Im Mittelpunkt steht der Dialog zwischen den zeitgenössischen Arbeiten und den über 700 Jahren Kunstgeschichte, die im Städel Museum vertreten sind. Die Künstler greifen vertraute Museumsräume auf, verändern ihre Wahrnehmung und hinterfragen spielerisch die Grenzen zwischen Inszenierung und Wirklichkeit.
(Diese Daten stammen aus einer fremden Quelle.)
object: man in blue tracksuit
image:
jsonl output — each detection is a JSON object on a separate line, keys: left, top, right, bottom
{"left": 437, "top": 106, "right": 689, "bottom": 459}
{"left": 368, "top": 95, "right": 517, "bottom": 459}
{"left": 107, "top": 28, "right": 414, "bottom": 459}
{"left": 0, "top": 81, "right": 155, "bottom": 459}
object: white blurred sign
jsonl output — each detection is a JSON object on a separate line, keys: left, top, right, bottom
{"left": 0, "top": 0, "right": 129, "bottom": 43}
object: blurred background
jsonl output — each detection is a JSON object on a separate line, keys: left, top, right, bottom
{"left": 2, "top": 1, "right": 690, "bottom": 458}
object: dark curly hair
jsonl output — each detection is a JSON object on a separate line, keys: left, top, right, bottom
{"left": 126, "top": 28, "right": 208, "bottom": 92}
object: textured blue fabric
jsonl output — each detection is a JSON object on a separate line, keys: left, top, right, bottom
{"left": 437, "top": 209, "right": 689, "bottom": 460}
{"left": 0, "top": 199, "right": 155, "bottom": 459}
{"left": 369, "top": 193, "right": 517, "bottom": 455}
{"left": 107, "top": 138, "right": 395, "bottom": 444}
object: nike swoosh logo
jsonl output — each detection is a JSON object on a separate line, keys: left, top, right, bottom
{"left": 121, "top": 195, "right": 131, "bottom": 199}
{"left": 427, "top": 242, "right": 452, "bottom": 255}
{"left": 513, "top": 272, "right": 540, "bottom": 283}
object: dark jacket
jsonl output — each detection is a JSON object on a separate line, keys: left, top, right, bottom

Dabei entstehen Situationen, die Besucherinnen und Besucher dazu anregen, Gewohntes neu zu betrachten.
Im Interview erläutern Elmgreen & Dragset sowie die Kuratorinnen der Ausstellung die konzeptionellen Hintergründe des Projekts. Sie zeigen, wie die Installationen gezielt mit historischen Werken, architektonischen Besonderheiten und den Erwartungen des Publikums interagieren.
Die Ausstellung macht deutlich, wie Gegenwartskunst bestehende Sammlungen neu lesbar machen kann und wie sich aus der Begegnung von Vergangenheit und Gegenwart unerwartete Sichtweisen entwickeln.